Whitelam presents two theses: that ancient Palestinian history should be separate from Biblical studies; and that Western scholarship “invented” ancient Israel while silencing Palestinian history. The first thesis is viable, for the region extending some hundred miles east from the Mediterranean encompassed many peoples in ancient times, but Western scholarship emphasizes those peoples and texts connected to the development of Judaism and Christianity.
The second thesis, however, flounders badly. An ethnic, political, and religious group called “Israel” is a recognizable entity in various ancient documents, including the Hebrew Bible. Scholars debate when this entity came into existence, but to describe the idea of ancient Israel as a modern one is bizarre at best. Arguing that Palestinian history has been “silenced,” Whitelam chides modern scholars for referring to ancient inhabitants of Palestine as Canaanite and Amorite rather than Palestinian. Yet the former are appropriate designations given that they (unlike Palestinian) were used in the late Bronze and Iron Ages; Palestine first came into use in Roman times. Whitelam condemns any term that does not explicitly link ancient Canaanite-speakers with contemporary Arabic-speakers in the same area. While it is not wrong to call ancient inhabitants of that area Palestinians (in the same way that ancient peoples of the Western hemisphere can be called Americans), Whitelam’s refusal to see the rationale behind any other term evinces the political agenda that dominates his book.

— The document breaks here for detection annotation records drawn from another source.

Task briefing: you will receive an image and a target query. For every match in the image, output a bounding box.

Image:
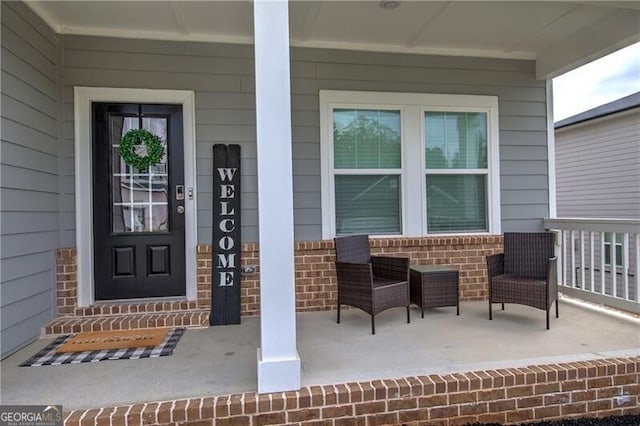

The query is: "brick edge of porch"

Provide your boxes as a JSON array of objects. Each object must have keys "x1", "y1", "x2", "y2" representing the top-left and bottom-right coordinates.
[
  {"x1": 64, "y1": 357, "x2": 640, "y2": 426},
  {"x1": 48, "y1": 235, "x2": 502, "y2": 336}
]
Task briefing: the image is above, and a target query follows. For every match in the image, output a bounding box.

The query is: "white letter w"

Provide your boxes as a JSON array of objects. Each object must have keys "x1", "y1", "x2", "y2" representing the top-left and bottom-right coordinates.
[{"x1": 218, "y1": 168, "x2": 238, "y2": 182}]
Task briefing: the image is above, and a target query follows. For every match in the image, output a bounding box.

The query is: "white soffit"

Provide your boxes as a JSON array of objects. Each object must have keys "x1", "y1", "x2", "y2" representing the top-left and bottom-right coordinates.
[{"x1": 27, "y1": 0, "x2": 640, "y2": 78}]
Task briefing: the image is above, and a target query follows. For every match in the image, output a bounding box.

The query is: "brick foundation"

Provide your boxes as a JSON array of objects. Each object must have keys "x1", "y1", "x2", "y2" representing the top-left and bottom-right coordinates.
[
  {"x1": 57, "y1": 235, "x2": 502, "y2": 322},
  {"x1": 65, "y1": 357, "x2": 640, "y2": 426}
]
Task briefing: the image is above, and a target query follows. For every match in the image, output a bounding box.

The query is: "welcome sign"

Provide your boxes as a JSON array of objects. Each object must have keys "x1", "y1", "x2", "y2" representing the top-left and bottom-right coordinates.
[{"x1": 209, "y1": 144, "x2": 242, "y2": 325}]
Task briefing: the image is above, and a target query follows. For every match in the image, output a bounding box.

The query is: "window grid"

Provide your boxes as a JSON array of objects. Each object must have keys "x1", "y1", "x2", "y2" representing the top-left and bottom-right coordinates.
[{"x1": 320, "y1": 90, "x2": 501, "y2": 238}]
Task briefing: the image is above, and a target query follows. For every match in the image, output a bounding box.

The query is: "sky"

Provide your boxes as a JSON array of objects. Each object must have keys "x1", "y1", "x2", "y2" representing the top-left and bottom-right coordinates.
[{"x1": 553, "y1": 42, "x2": 640, "y2": 121}]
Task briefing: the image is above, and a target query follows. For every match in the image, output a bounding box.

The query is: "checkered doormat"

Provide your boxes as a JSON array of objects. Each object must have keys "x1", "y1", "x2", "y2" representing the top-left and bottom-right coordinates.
[{"x1": 20, "y1": 328, "x2": 186, "y2": 367}]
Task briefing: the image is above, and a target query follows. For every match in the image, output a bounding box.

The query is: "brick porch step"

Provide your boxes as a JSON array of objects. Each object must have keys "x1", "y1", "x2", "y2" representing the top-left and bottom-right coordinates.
[{"x1": 42, "y1": 310, "x2": 209, "y2": 337}]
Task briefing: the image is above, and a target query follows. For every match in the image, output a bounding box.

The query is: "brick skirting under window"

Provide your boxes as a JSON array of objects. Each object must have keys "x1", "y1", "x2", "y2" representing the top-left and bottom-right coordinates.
[
  {"x1": 57, "y1": 235, "x2": 502, "y2": 317},
  {"x1": 65, "y1": 357, "x2": 640, "y2": 426}
]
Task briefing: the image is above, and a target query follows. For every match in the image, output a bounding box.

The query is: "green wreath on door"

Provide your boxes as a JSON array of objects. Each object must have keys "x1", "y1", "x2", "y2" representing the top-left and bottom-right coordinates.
[{"x1": 118, "y1": 129, "x2": 164, "y2": 170}]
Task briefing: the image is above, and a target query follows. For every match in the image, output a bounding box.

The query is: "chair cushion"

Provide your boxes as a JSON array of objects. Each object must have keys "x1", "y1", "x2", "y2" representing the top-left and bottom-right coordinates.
[
  {"x1": 373, "y1": 277, "x2": 406, "y2": 288},
  {"x1": 491, "y1": 274, "x2": 547, "y2": 309}
]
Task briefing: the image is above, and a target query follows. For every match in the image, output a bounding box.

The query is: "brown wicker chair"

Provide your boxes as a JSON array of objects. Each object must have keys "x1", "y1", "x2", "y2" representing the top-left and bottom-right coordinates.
[
  {"x1": 487, "y1": 232, "x2": 558, "y2": 330},
  {"x1": 334, "y1": 235, "x2": 411, "y2": 334}
]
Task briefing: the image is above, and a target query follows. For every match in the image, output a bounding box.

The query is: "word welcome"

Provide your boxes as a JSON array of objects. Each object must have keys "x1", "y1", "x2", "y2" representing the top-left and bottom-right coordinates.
[{"x1": 216, "y1": 167, "x2": 238, "y2": 287}]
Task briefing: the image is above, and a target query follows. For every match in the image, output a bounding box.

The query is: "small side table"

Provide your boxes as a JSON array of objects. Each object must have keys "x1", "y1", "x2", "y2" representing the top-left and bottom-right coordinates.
[{"x1": 409, "y1": 265, "x2": 460, "y2": 318}]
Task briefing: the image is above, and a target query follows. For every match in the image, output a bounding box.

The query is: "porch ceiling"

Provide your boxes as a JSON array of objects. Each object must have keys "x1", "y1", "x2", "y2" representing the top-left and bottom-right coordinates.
[{"x1": 27, "y1": 0, "x2": 640, "y2": 78}]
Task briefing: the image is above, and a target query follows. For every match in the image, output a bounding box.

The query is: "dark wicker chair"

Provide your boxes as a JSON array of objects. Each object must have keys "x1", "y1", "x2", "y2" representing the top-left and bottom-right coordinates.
[
  {"x1": 334, "y1": 235, "x2": 411, "y2": 334},
  {"x1": 487, "y1": 232, "x2": 558, "y2": 330}
]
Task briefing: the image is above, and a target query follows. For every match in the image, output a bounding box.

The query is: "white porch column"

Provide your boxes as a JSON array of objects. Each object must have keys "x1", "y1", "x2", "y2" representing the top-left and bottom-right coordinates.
[{"x1": 253, "y1": 0, "x2": 300, "y2": 393}]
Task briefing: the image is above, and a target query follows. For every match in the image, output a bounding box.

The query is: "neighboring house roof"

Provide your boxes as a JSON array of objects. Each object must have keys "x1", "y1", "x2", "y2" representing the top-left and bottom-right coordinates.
[{"x1": 554, "y1": 92, "x2": 640, "y2": 130}]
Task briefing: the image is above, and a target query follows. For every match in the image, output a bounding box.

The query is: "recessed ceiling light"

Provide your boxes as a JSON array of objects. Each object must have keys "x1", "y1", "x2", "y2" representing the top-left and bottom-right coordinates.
[{"x1": 380, "y1": 0, "x2": 400, "y2": 10}]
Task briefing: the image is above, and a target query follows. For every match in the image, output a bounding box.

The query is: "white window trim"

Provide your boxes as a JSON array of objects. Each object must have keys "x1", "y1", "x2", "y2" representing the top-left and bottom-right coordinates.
[
  {"x1": 320, "y1": 90, "x2": 501, "y2": 239},
  {"x1": 74, "y1": 87, "x2": 198, "y2": 307}
]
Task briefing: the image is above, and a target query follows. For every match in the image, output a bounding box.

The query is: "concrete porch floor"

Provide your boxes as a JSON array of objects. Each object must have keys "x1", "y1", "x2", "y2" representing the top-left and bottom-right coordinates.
[{"x1": 0, "y1": 299, "x2": 640, "y2": 411}]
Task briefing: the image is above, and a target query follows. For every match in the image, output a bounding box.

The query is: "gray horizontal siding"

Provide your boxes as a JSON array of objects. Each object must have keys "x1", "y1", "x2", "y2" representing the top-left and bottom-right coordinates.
[
  {"x1": 0, "y1": 2, "x2": 60, "y2": 357},
  {"x1": 61, "y1": 36, "x2": 548, "y2": 245},
  {"x1": 556, "y1": 108, "x2": 640, "y2": 219}
]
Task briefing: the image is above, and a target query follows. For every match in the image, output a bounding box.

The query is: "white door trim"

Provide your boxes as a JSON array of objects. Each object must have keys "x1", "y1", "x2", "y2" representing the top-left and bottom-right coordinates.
[{"x1": 74, "y1": 87, "x2": 198, "y2": 307}]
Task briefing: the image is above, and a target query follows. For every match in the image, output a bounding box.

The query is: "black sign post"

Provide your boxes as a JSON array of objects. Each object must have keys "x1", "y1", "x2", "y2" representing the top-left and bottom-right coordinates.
[{"x1": 209, "y1": 144, "x2": 242, "y2": 325}]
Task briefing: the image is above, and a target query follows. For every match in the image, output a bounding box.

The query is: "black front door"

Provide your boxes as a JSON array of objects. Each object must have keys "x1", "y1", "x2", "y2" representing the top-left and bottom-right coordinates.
[{"x1": 92, "y1": 103, "x2": 186, "y2": 300}]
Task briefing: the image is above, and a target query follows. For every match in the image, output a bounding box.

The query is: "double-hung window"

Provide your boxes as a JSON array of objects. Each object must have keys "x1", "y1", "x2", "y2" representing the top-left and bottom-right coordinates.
[{"x1": 320, "y1": 91, "x2": 500, "y2": 238}]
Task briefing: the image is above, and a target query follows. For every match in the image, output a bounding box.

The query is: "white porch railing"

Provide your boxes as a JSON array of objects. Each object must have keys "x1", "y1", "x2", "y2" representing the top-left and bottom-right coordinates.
[{"x1": 544, "y1": 218, "x2": 640, "y2": 313}]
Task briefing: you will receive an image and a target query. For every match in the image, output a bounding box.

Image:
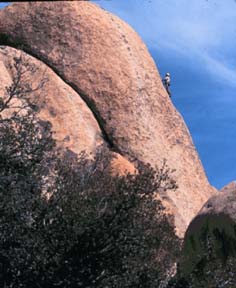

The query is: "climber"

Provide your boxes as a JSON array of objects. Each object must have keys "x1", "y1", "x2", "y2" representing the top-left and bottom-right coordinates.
[{"x1": 162, "y1": 73, "x2": 171, "y2": 97}]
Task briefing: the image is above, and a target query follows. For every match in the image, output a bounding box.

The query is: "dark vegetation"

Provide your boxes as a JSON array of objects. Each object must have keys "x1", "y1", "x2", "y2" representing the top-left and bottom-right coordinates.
[
  {"x1": 169, "y1": 214, "x2": 236, "y2": 288},
  {"x1": 0, "y1": 56, "x2": 180, "y2": 288}
]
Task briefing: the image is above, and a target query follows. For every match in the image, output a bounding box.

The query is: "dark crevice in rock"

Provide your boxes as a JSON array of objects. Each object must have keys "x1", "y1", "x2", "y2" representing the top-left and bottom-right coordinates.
[{"x1": 0, "y1": 38, "x2": 118, "y2": 155}]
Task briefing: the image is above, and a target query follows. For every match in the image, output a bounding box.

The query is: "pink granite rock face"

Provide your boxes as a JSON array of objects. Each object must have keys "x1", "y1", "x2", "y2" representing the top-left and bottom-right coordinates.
[{"x1": 0, "y1": 1, "x2": 215, "y2": 235}]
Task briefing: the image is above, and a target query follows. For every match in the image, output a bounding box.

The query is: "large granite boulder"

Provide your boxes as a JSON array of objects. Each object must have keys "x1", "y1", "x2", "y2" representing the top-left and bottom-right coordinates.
[{"x1": 0, "y1": 1, "x2": 215, "y2": 235}]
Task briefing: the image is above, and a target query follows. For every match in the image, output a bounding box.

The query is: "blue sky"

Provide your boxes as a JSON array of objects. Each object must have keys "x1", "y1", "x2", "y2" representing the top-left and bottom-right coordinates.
[
  {"x1": 0, "y1": 0, "x2": 236, "y2": 188},
  {"x1": 93, "y1": 0, "x2": 236, "y2": 188}
]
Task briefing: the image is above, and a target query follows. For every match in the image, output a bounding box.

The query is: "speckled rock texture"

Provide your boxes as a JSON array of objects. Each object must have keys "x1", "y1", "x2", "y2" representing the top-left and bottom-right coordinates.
[{"x1": 0, "y1": 1, "x2": 215, "y2": 235}]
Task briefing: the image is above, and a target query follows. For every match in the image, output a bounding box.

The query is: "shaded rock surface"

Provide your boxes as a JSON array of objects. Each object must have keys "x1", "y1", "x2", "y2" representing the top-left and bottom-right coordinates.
[
  {"x1": 183, "y1": 189, "x2": 236, "y2": 274},
  {"x1": 220, "y1": 181, "x2": 236, "y2": 193},
  {"x1": 0, "y1": 1, "x2": 215, "y2": 235},
  {"x1": 0, "y1": 46, "x2": 103, "y2": 153}
]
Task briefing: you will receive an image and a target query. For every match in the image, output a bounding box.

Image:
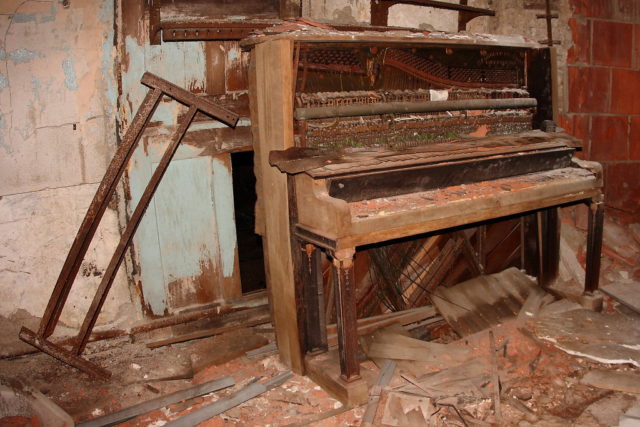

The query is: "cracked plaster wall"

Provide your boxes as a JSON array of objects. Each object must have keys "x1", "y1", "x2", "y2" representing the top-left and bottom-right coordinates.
[{"x1": 0, "y1": 0, "x2": 136, "y2": 338}]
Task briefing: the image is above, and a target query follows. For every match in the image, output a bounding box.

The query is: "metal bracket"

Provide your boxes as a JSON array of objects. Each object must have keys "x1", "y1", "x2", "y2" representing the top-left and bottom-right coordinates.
[{"x1": 20, "y1": 73, "x2": 238, "y2": 378}]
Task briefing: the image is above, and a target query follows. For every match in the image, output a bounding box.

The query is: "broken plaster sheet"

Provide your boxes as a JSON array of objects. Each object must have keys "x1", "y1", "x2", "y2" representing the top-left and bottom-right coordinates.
[{"x1": 532, "y1": 309, "x2": 640, "y2": 367}]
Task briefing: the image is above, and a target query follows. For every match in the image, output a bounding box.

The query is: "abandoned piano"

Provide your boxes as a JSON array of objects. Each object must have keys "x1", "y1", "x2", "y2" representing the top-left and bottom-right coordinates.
[{"x1": 244, "y1": 27, "x2": 603, "y2": 403}]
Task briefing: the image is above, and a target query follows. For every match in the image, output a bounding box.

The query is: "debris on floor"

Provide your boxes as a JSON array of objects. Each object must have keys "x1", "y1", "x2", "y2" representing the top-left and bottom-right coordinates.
[{"x1": 0, "y1": 211, "x2": 640, "y2": 427}]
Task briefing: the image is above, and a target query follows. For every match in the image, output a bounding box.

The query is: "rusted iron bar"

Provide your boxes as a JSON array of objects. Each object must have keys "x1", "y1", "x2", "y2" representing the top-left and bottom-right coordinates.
[
  {"x1": 20, "y1": 327, "x2": 111, "y2": 379},
  {"x1": 295, "y1": 98, "x2": 538, "y2": 120},
  {"x1": 73, "y1": 105, "x2": 198, "y2": 355},
  {"x1": 38, "y1": 89, "x2": 162, "y2": 338},
  {"x1": 584, "y1": 201, "x2": 604, "y2": 292},
  {"x1": 140, "y1": 73, "x2": 239, "y2": 127},
  {"x1": 20, "y1": 73, "x2": 239, "y2": 378}
]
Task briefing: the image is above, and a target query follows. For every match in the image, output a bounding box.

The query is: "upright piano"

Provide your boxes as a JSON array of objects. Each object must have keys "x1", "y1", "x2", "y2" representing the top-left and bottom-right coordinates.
[{"x1": 243, "y1": 25, "x2": 603, "y2": 403}]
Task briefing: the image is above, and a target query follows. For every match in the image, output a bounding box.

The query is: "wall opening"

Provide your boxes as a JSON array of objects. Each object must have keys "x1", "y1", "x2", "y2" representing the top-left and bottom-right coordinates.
[{"x1": 231, "y1": 151, "x2": 267, "y2": 293}]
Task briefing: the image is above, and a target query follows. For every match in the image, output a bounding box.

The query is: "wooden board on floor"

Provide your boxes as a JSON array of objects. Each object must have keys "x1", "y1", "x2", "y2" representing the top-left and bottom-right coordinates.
[
  {"x1": 433, "y1": 267, "x2": 538, "y2": 336},
  {"x1": 600, "y1": 282, "x2": 640, "y2": 313}
]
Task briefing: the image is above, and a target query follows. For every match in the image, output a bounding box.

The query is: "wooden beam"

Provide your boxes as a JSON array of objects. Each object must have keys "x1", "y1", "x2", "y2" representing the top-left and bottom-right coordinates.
[
  {"x1": 250, "y1": 40, "x2": 304, "y2": 374},
  {"x1": 78, "y1": 377, "x2": 235, "y2": 427}
]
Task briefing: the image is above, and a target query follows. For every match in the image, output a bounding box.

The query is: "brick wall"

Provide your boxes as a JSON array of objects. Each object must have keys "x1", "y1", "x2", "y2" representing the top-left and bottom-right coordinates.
[{"x1": 560, "y1": 0, "x2": 640, "y2": 218}]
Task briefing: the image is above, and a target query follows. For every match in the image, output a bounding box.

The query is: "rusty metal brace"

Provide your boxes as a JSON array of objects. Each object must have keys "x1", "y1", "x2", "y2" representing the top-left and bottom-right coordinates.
[{"x1": 20, "y1": 73, "x2": 238, "y2": 378}]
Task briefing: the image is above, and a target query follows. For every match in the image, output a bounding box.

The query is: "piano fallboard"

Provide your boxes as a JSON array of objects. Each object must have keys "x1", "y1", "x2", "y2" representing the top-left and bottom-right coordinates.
[{"x1": 294, "y1": 162, "x2": 602, "y2": 250}]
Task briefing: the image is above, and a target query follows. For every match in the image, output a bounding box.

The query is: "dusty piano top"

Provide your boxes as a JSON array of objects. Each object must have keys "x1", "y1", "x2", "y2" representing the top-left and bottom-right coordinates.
[{"x1": 240, "y1": 21, "x2": 544, "y2": 49}]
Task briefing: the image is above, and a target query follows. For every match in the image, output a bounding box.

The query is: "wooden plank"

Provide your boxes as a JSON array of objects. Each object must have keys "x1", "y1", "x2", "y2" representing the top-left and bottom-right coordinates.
[
  {"x1": 147, "y1": 306, "x2": 271, "y2": 348},
  {"x1": 600, "y1": 282, "x2": 640, "y2": 313},
  {"x1": 77, "y1": 377, "x2": 235, "y2": 427},
  {"x1": 327, "y1": 306, "x2": 436, "y2": 347},
  {"x1": 251, "y1": 40, "x2": 304, "y2": 374},
  {"x1": 580, "y1": 369, "x2": 640, "y2": 394},
  {"x1": 367, "y1": 331, "x2": 471, "y2": 366},
  {"x1": 269, "y1": 136, "x2": 573, "y2": 178},
  {"x1": 165, "y1": 371, "x2": 293, "y2": 427},
  {"x1": 328, "y1": 148, "x2": 575, "y2": 202},
  {"x1": 489, "y1": 330, "x2": 502, "y2": 425},
  {"x1": 224, "y1": 41, "x2": 249, "y2": 92},
  {"x1": 189, "y1": 328, "x2": 269, "y2": 374}
]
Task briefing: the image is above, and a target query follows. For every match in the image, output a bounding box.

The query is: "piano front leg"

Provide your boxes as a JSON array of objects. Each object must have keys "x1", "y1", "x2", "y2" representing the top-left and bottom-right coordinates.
[
  {"x1": 332, "y1": 248, "x2": 360, "y2": 382},
  {"x1": 584, "y1": 199, "x2": 604, "y2": 294}
]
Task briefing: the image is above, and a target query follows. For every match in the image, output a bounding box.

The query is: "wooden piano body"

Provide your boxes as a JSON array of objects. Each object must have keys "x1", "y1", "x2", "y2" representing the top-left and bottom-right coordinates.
[{"x1": 244, "y1": 28, "x2": 603, "y2": 404}]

The author devotes much space to establishing that many modern scholars are interested in Palestine because of its significance to Judaism and Christianity. True enough: but precisely why Whitelam finds this shocking is not clear. He seems to believe that uncovering a motive for scholarship discredits it. He makes valid observations regarding the political and theological settings in which Western scholars operate, but these hardly demonstrate that those scholars deny the existence of Palestinian history. To take one example: Does it make sense to say that Norman Gottwald “fails” to write a Palestinian history because of his “distraction” with ancient Israel, given that the Hebrew Bible is Gottwald’s topic?” Focusing on matters Biblical does not in itself quash the history of non-Israelites.
Whitelam’s point regarding the silencing of non-Israelite voices from ancient Palestine is particularly rich with irony. Twentieth-century histories of ancient Israel are distinguished from their predecessors precisely by their attention to the literature of inhabitants of ancient Canaan/Palestine, who were hitherto known only from tendentious portraits in Biblical and other sacred texts.
Most importantly, Whitelam confuses distinct meanings of the word Palestinian, which refers geographically to anything connected with the region northeast of the Sinai or ethnically to a group of contemporary Arabs. The Canaanites—and David Ben-Gurion, for that matter—were Palestinian in the former sense though not the latter. Whitelam aggressively entangles the two meanings for his political purposes. In the end, he attempts to silence Israelite history in order to invent an ancient Palestine.